Luciano Darderi si gode il passaggio al terzo turno degli Australian Open, ottenuto battendo l’argentino Sebastian Baez in quattro set. Dopo Wimbledon e Flushing Meadows, per lui terzo turno a Melbourne ed è la terza volta consecutiva a livello Slam, la prima volta Down Under. “Sono contento, sto giocando un gran tennis e sto migliorando tanto settimana dopo settimana – le sue parole nella conferenza stampa riportata da Supertennis -. La chiave oggi è stata l’attacco, quando abbiamo attaccato un po’ di più sul suo rovescio e sulle sue seconde di servizio le cose sono andate bene. Poi è stato importante stare lì in tutti i momenti delicati del match; perché la partita si gioca su pochi punti, e io sulle palle break sono stato aggressivo, sono stato coraggioso. Oggi sono partito bene, mentalmente sono entrato in campo con un altro atteggiamento rispetto alla prima partita. Oggi ero un po’ più tranquillo, avevo più ritmo e confidenza con la superficie”. I termini sofferenza e cuore tornano spesso nelle sue interviste: Tutti soffrono in campo, chi dice di non soffrire non dice la verità. C’è chi le gestisce meglio, però dentro le sensazioni che si provano sono sempre le stesse”.

A proposito di sofferenza, nel terzo turno dello Slam aussie lo attende un avversario solido come il russo Karen Khachanov: “Ha un gioco aggressivo; servizio, dritto, rovescio… tira forte su tutto. Dovrò attaccare per primo e cercare di muoverlo il più possibile perché, secondo me, lui è più forte in attacco che in difesa”.

MAESTRELLI “ESPERIENZA INCREDIBILE,MA UN PO’ MI GIRANO”

“A prescindere, perdere non mi piace mai”. Anche se la sconfitta arriva contro un mostro sacro del tennis mondiale come Novak Djokovic. Si è chiusa davanti al serbo la prima esperienza in uno Slam di Francesco Maestrelli, sconfitto in un palcoscenico unico come la ‘Rod Laver Arena’. “È stata un’esperienza incredibile, ho cercato di dare tutto quello che avevo e credo di aver mostrato qualcosa di interessante – spiega nel corso della conferenza stampa riportata da Supertennis -. Sono contento di quello che ho fatto, sicuramente lui mi ha mostrato le cose su cui devo ancora migliorare, ma è un buon punto di partenza. Nole ha una personalità incredibile e, nonostante il risultato, credo di aver fatto una buona prestazione. Ho provato a restare attaccato a quelle che erano le mie proposte di gioco, alle idee che avevamo studiato con il mio team e, secondo me, in parte ci sono riuscito. Chiaramente, quando lui alza il livello dà l’impressione che nulla possa funzionare, però sono contento. Non mi piace perdere, ovviamente, non esco dal campo soltanto contento di aver fatto una buona prestazione contro un giocatore come lui…mi sarebbe piaciuto vincere, per questo mi girano un po’ le scatole”

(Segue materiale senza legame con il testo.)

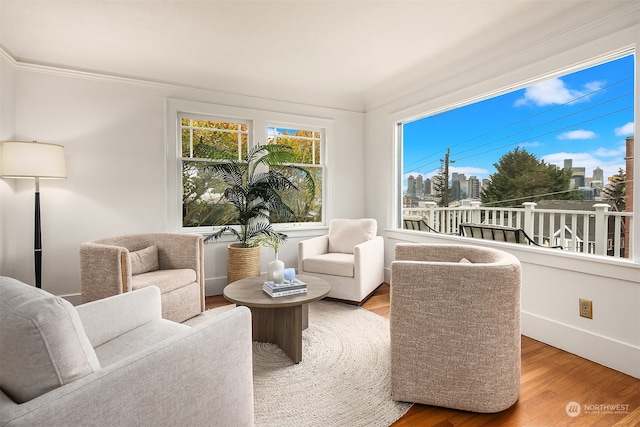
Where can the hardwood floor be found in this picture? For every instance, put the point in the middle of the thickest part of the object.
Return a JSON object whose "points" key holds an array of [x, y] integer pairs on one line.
{"points": [[551, 379]]}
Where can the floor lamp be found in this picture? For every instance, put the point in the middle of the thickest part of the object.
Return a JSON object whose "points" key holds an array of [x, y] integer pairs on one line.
{"points": [[33, 160]]}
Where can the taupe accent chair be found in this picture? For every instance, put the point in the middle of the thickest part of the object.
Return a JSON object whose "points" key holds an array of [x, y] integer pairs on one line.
{"points": [[350, 258], [174, 262], [116, 362], [455, 327]]}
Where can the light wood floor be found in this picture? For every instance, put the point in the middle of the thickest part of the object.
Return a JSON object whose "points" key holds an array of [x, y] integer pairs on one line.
{"points": [[551, 379]]}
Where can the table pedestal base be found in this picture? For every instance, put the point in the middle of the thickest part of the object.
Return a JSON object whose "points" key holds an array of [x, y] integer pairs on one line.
{"points": [[281, 326]]}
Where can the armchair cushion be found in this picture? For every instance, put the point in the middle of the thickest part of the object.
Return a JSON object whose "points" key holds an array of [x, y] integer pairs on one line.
{"points": [[166, 280], [336, 264], [345, 234], [144, 260], [44, 342]]}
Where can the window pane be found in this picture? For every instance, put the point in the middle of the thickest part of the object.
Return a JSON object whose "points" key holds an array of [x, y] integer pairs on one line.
{"points": [[201, 198], [306, 144], [305, 207]]}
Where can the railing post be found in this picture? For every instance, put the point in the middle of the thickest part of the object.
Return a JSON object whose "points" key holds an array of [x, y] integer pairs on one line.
{"points": [[476, 218], [529, 218], [601, 228], [430, 207]]}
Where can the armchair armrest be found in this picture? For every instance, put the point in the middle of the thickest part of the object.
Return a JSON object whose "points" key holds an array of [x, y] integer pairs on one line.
{"points": [[200, 377], [102, 272], [311, 247], [369, 259], [111, 317]]}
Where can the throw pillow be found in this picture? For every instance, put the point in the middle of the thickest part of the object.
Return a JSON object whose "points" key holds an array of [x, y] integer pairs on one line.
{"points": [[144, 260]]}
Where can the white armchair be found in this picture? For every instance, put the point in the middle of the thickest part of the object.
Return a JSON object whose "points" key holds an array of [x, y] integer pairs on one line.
{"points": [[350, 258], [116, 362]]}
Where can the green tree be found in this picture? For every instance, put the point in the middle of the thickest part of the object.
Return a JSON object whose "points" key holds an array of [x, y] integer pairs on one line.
{"points": [[615, 192], [521, 177]]}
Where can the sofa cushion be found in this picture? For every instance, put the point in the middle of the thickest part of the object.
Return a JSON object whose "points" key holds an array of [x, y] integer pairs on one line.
{"points": [[43, 343], [334, 264], [345, 234], [137, 340], [166, 280], [144, 260]]}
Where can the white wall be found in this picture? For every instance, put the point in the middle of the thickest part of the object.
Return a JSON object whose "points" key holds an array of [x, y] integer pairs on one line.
{"points": [[552, 282], [113, 131]]}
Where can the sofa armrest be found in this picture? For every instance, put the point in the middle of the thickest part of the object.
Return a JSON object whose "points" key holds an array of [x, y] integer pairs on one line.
{"points": [[102, 271], [311, 247], [200, 377], [108, 318]]}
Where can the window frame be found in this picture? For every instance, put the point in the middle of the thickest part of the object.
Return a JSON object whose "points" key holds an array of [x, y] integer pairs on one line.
{"points": [[258, 134], [421, 111]]}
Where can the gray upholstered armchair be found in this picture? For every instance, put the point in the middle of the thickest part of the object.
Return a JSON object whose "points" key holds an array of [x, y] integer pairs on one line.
{"points": [[174, 262], [455, 326], [350, 258], [116, 362]]}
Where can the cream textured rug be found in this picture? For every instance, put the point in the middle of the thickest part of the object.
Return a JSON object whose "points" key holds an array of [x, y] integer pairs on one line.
{"points": [[342, 380]]}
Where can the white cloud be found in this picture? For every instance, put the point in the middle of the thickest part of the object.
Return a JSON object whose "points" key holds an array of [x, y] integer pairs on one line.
{"points": [[578, 134], [554, 91], [530, 144], [625, 130]]}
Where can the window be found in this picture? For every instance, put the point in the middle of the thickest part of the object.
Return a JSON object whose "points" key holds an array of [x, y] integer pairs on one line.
{"points": [[205, 140], [215, 133], [307, 146], [560, 143]]}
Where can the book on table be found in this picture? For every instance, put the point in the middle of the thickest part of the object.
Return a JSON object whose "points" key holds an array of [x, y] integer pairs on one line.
{"points": [[291, 287], [281, 292], [287, 284]]}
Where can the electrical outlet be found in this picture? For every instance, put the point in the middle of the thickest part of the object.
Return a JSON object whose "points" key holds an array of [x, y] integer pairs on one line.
{"points": [[586, 308]]}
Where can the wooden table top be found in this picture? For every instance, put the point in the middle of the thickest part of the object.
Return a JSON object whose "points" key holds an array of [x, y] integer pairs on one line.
{"points": [[248, 292]]}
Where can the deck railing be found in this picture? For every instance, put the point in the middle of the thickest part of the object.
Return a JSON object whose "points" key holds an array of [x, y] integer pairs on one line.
{"points": [[599, 231]]}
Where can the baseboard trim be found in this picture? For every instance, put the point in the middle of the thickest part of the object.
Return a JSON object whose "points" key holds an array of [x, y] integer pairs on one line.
{"points": [[606, 351]]}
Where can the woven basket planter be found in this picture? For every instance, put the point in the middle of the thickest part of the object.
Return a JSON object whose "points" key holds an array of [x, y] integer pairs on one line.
{"points": [[242, 262]]}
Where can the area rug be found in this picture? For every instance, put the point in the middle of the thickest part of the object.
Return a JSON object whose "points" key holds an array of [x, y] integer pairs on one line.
{"points": [[342, 380]]}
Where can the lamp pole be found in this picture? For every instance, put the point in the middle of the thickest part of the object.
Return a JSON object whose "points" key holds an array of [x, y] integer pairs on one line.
{"points": [[37, 238]]}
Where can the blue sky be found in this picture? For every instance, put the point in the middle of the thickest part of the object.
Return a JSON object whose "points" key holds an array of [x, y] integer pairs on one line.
{"points": [[584, 116]]}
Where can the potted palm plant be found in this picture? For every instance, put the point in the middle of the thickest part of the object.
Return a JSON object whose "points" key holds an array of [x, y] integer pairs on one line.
{"points": [[253, 188]]}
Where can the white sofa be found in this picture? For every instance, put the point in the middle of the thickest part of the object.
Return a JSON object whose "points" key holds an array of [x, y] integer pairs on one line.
{"points": [[116, 362], [350, 257]]}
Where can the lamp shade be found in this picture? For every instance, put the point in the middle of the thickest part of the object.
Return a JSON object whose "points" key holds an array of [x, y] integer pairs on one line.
{"points": [[32, 160]]}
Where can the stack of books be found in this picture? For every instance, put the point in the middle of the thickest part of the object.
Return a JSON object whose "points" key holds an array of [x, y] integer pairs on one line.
{"points": [[289, 287]]}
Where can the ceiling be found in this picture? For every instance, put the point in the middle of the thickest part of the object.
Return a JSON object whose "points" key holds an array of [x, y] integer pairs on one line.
{"points": [[344, 54]]}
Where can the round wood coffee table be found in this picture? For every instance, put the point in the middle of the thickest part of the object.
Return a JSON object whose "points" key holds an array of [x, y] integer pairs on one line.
{"points": [[277, 320]]}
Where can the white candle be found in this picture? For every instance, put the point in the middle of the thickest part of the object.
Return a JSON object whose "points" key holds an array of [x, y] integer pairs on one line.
{"points": [[278, 277]]}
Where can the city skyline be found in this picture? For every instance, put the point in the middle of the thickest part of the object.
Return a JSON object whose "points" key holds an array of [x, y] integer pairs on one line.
{"points": [[584, 116]]}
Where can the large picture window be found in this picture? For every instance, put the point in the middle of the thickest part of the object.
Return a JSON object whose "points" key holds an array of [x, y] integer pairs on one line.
{"points": [[550, 158]]}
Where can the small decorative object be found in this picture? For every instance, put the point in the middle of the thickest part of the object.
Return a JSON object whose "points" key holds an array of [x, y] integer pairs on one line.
{"points": [[275, 269], [289, 274], [278, 276]]}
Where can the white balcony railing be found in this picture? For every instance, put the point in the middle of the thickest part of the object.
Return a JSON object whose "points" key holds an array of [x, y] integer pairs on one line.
{"points": [[599, 232]]}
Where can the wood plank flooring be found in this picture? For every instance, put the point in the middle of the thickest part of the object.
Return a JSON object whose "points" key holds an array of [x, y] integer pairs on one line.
{"points": [[551, 379]]}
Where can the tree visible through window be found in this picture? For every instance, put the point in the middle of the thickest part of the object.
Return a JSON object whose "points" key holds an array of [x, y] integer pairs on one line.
{"points": [[307, 145], [205, 141], [217, 139]]}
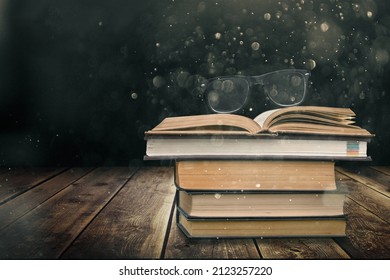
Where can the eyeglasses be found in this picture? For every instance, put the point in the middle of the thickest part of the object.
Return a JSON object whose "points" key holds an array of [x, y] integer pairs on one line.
{"points": [[229, 94]]}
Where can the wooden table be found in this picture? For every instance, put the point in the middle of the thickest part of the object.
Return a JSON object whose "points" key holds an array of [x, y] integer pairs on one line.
{"points": [[128, 213]]}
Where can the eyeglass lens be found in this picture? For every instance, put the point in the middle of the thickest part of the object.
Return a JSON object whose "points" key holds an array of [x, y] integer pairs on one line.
{"points": [[227, 94], [285, 89]]}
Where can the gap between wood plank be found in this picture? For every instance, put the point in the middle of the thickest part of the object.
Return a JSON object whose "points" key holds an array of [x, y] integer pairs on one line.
{"points": [[136, 169], [169, 225]]}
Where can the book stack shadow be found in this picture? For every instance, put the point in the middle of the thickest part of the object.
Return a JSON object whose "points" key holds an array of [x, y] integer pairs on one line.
{"points": [[269, 177]]}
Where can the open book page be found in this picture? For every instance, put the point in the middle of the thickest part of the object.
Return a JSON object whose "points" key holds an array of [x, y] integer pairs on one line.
{"points": [[207, 123], [260, 119]]}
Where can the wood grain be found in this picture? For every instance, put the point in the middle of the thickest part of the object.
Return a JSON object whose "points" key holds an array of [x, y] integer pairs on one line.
{"points": [[18, 180], [46, 231], [372, 200], [301, 248], [368, 236], [383, 169], [370, 177], [181, 247], [134, 224], [22, 204]]}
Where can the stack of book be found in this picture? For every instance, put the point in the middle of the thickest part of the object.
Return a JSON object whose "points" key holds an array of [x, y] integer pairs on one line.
{"points": [[273, 176]]}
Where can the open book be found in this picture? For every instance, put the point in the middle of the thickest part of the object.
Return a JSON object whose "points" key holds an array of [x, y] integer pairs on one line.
{"points": [[296, 120]]}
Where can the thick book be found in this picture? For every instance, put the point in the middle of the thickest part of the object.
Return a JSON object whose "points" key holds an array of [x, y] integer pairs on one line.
{"points": [[295, 132], [297, 120], [254, 175], [258, 228], [260, 204]]}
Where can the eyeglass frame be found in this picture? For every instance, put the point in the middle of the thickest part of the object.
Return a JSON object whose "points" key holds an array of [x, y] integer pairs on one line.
{"points": [[259, 80]]}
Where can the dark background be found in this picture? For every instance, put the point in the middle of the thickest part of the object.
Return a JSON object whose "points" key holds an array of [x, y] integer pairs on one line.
{"points": [[80, 81]]}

A fine match c’è stato un bell’abbraccio con Nole: “Gli ho detto ‘grazie per la lezione’, e lui ha risposto ‘grazie a te, è stata una bella partita’. Credo si sia divertito a giocare contro di me. Si chiude una settimana fantastica, la qualificazione e la prima partita vinta al quinto set rappresentano i momenti migliori, però anche questa partita mi ha lasciato tanto. Novak è il giocatore più vincente della storia di tutti i tempi, ma ho sentito di poter dire la mia. Ovviamente non dico di essere stato alla pari, perché chiaramente non lo sono stato, però neanche di aver demeritato: in campo mi sentivo bene, ci credevo. Ho capito che su questi palcoscenici ci posso stare”, spiega Mestrelli che sul futuro dice: “Non ho aspettative, tutto quello che è arrivato in questo torneo, e nell’ultima parte della scorsa stagione, è frutto di un lavoro che facciamo quotidianamente. Voglio riprendere da lì, non cambierà assolutamente nulla: quando tornerò mi rimetterò a lavorare sulle stesse cose per fare sempre un po’ meglio. Anche perché Novak mi ha fatto capire che ci sono tanti margini di miglioramento e tante cose che posso e dovrò fare meglio per alzare ancora il mio livello. Perciò non avrò aspettative, solo margini di miglioramento. Penso che andrò a Tenerife a fare due challenger e poi per il futuro parlerò con il mio team”.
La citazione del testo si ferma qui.